Transfusion of incompatible blood

The most dangerous consequences for the patient’s life are the consequences of transfused blood of different types. The first signs indicating the onset of a reaction are weakness, dizziness, increased temperature, decreased blood pressure, shortness of breath, rapid heartbeat, and lower back pain.

In the future, the patient may develop myocardial infarction, renal and respiratory failure, hemorrhagic syndrome with subsequent massive bleeding. All these conditions require immediate response from medical staff and assistance. Otherwise, the patient may die.

About children

childhood intoxication

Children are more difficult to tolerate various types and forms of intoxication. These phenomena are much more dangerous for them than for adults. In most cases, poisoning in children occurs stronger and faster than in adults, although the manifestations are practically no different. Only their appearance occurs a little earlier and they are more clearly expressed.

If a child has been poisoned, you should not hesitate to go to the hospital. It is necessary to make a correct diagnosis and prescribe effective treatment as soon as possible. This will help decide the fate of the baby.

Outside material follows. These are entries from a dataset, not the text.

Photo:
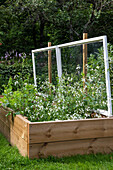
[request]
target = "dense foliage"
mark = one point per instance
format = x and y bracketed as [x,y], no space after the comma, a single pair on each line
[66,100]
[29,24]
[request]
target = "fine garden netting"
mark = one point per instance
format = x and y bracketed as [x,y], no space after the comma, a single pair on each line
[69,97]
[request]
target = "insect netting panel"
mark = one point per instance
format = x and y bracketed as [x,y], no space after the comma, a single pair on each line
[88,92]
[41,66]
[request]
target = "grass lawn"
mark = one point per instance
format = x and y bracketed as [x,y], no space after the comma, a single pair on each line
[11,159]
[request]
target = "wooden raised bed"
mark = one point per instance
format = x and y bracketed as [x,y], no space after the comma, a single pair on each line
[57,138]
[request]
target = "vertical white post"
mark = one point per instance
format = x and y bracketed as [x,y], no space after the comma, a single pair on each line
[59,64]
[108,88]
[34,70]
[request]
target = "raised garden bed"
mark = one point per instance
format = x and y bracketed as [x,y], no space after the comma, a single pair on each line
[57,138]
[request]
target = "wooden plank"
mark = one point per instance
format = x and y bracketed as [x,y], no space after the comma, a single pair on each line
[3,117]
[70,130]
[19,142]
[68,148]
[85,36]
[49,64]
[19,125]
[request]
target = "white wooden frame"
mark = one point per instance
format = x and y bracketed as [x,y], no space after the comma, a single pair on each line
[81,42]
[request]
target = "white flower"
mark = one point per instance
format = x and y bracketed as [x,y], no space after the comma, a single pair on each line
[16,82]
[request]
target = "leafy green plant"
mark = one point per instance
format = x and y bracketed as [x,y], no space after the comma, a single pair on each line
[66,100]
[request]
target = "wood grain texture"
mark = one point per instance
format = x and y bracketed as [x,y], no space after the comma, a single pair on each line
[15,130]
[70,130]
[19,142]
[5,130]
[69,148]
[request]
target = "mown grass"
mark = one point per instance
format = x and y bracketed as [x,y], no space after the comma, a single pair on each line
[10,159]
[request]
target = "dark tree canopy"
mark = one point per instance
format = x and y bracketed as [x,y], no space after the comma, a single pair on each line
[29,24]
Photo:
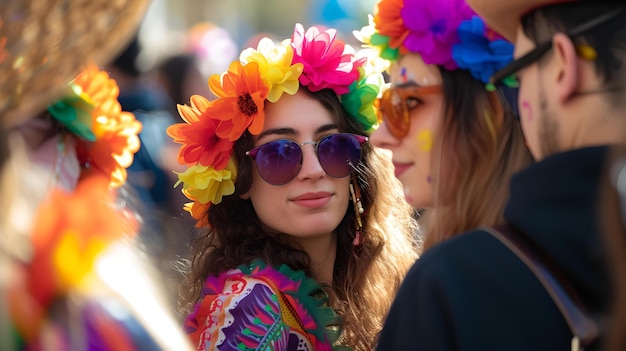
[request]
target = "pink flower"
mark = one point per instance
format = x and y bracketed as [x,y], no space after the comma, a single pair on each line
[328,62]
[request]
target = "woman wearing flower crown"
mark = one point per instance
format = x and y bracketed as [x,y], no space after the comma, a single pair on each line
[303,249]
[454,143]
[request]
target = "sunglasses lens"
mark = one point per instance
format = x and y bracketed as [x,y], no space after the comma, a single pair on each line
[337,153]
[279,161]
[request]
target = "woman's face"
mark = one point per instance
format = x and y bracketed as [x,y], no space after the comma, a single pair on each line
[313,203]
[412,153]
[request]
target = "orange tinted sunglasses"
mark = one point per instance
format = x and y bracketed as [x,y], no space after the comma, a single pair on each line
[393,108]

Treatment of post-transfusion complications

After the first signs of post-transfusion complications appear, it is necessary to stop blood transfusion. Medical care and treatment are individual for each pathology, it all depends on which organs and systems are involved. Blood transfusion, anaphylactic shock, acute respiratory and renal failure require hospitalization of the patient in the intensive care unit.

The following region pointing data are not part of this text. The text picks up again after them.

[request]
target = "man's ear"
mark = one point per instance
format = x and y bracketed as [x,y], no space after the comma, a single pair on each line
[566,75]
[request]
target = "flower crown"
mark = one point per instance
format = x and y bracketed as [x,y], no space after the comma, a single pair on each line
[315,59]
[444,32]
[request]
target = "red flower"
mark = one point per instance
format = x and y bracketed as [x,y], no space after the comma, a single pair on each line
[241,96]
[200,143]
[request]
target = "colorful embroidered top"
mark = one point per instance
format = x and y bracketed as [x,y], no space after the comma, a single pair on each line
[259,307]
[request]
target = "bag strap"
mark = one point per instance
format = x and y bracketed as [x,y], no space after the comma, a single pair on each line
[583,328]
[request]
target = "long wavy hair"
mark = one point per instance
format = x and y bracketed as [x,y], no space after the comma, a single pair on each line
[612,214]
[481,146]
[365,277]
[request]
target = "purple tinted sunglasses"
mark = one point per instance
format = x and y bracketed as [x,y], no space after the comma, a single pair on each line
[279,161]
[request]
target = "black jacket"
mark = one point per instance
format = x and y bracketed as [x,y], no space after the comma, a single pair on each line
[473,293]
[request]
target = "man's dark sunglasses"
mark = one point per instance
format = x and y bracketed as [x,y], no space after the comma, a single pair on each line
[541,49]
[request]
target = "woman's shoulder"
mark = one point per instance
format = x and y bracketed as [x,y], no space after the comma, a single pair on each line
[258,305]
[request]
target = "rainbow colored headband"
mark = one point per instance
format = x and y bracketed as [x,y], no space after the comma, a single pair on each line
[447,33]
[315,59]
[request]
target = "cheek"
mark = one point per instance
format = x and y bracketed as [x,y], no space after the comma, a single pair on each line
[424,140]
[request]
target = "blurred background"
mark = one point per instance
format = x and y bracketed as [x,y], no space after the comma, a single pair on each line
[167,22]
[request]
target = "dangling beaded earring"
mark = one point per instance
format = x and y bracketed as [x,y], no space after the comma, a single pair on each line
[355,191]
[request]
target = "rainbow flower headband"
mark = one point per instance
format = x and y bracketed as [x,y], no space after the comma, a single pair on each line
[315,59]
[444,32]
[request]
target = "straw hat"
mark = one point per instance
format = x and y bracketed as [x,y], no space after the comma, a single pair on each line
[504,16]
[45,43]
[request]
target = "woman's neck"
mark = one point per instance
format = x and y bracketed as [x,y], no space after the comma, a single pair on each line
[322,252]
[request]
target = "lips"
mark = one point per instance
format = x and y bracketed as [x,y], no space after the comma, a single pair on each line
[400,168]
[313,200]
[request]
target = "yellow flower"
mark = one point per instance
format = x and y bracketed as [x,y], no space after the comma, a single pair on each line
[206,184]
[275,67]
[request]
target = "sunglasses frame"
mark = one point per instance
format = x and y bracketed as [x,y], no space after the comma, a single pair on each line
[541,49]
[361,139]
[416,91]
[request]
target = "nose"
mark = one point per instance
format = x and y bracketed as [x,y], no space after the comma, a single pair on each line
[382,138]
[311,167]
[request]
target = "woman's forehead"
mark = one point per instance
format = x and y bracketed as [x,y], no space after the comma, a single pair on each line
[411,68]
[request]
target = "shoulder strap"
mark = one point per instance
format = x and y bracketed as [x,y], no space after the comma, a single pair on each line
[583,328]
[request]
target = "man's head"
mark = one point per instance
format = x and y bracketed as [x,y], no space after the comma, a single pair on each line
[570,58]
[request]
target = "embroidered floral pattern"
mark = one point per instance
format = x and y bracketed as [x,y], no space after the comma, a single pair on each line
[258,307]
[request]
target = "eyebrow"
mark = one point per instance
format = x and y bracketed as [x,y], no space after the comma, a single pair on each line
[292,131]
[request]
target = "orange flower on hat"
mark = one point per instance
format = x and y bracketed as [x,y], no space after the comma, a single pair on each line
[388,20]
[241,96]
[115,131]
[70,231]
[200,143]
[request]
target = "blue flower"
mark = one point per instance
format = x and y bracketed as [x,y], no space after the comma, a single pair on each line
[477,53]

For various allergic reactions, antihistamines are used for treatment, in particular:

  • Suprastin;
  • Tavegil;
  • Diphenhydramine.

Calcium chloride solution, glucose with insulin, sodium chloride - these drugs are the first aid for potassium and citrate intoxication.

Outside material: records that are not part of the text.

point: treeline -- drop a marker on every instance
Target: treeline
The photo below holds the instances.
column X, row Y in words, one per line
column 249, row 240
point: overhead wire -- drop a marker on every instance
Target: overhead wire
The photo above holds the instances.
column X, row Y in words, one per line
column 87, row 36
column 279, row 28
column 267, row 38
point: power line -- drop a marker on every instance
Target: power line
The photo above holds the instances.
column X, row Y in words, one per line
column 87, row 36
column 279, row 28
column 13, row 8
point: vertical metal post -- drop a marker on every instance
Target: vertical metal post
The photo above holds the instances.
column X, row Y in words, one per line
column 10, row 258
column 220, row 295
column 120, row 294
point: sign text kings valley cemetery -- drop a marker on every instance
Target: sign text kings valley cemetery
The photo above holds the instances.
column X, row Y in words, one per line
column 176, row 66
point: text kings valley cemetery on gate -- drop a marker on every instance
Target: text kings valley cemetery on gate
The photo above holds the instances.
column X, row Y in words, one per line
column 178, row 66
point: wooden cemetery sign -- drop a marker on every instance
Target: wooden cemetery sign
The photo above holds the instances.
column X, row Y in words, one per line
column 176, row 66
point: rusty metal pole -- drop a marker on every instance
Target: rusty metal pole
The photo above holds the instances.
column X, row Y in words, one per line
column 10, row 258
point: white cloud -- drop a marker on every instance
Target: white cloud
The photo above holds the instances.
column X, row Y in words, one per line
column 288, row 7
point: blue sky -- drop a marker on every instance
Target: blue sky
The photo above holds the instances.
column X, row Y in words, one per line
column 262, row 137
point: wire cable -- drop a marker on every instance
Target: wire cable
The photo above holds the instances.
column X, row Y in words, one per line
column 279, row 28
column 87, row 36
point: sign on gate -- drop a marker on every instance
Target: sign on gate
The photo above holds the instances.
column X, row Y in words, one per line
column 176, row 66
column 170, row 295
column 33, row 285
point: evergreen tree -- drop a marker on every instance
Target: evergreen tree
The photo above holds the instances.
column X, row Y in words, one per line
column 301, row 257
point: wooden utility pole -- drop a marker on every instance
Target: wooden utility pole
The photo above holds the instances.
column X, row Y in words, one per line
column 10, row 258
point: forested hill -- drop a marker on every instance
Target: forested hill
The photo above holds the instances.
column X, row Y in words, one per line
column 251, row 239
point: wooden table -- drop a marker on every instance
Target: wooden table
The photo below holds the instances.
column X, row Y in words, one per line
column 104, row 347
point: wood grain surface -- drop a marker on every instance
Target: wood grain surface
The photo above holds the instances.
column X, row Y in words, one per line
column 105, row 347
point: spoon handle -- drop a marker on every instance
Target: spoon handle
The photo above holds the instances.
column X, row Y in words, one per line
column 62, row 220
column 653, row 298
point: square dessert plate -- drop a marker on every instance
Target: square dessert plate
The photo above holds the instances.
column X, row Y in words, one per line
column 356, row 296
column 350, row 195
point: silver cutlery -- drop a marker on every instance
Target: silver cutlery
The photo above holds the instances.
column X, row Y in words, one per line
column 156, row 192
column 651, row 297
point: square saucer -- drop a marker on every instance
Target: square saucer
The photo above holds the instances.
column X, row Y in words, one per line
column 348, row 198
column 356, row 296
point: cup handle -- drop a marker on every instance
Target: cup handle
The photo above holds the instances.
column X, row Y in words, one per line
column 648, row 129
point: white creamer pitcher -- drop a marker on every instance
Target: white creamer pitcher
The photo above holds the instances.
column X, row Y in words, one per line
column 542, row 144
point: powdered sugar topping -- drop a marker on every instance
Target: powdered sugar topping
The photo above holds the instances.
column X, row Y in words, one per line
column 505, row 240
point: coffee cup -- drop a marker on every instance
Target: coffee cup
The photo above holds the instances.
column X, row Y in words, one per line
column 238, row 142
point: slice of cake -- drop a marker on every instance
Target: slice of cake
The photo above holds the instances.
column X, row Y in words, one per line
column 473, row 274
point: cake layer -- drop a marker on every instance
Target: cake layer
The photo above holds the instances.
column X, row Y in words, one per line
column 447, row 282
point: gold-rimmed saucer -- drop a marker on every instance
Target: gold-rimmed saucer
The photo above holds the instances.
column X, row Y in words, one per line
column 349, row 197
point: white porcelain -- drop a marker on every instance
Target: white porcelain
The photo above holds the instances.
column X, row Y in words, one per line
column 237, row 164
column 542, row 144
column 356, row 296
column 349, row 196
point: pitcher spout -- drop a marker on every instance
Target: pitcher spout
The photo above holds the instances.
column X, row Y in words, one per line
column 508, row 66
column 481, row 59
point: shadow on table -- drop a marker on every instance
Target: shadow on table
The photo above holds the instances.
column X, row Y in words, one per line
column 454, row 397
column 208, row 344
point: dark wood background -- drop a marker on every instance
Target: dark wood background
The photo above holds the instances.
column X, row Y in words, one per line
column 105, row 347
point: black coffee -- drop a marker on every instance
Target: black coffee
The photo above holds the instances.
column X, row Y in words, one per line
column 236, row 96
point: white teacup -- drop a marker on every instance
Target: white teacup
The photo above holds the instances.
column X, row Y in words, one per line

As for cardiovascular drugs, Strofanthin, Korglykon, Norepinephrine, Furosemide are used. In case of renal failure, an emergency hemodialysis session is performed.

Impaired respiratory function requires provision of oxygen supply, administration of euphilin, and in severe cases, connection to a ventilator.

a brief description of

So what is intoxication? This is poisoning of the body with various toxic substances that provoke disturbances in its functioning. Substances can enter the body from outside or form inside it.

Intoxication can manifest itself in quite a variety of ways. Symptoms depend on the toxic substance. Their accumulation in the body plays an important role. It is very important whether they arrived one-time or penetrate constantly, slowly accumulating. The concentration of a toxic substance in the body is also important.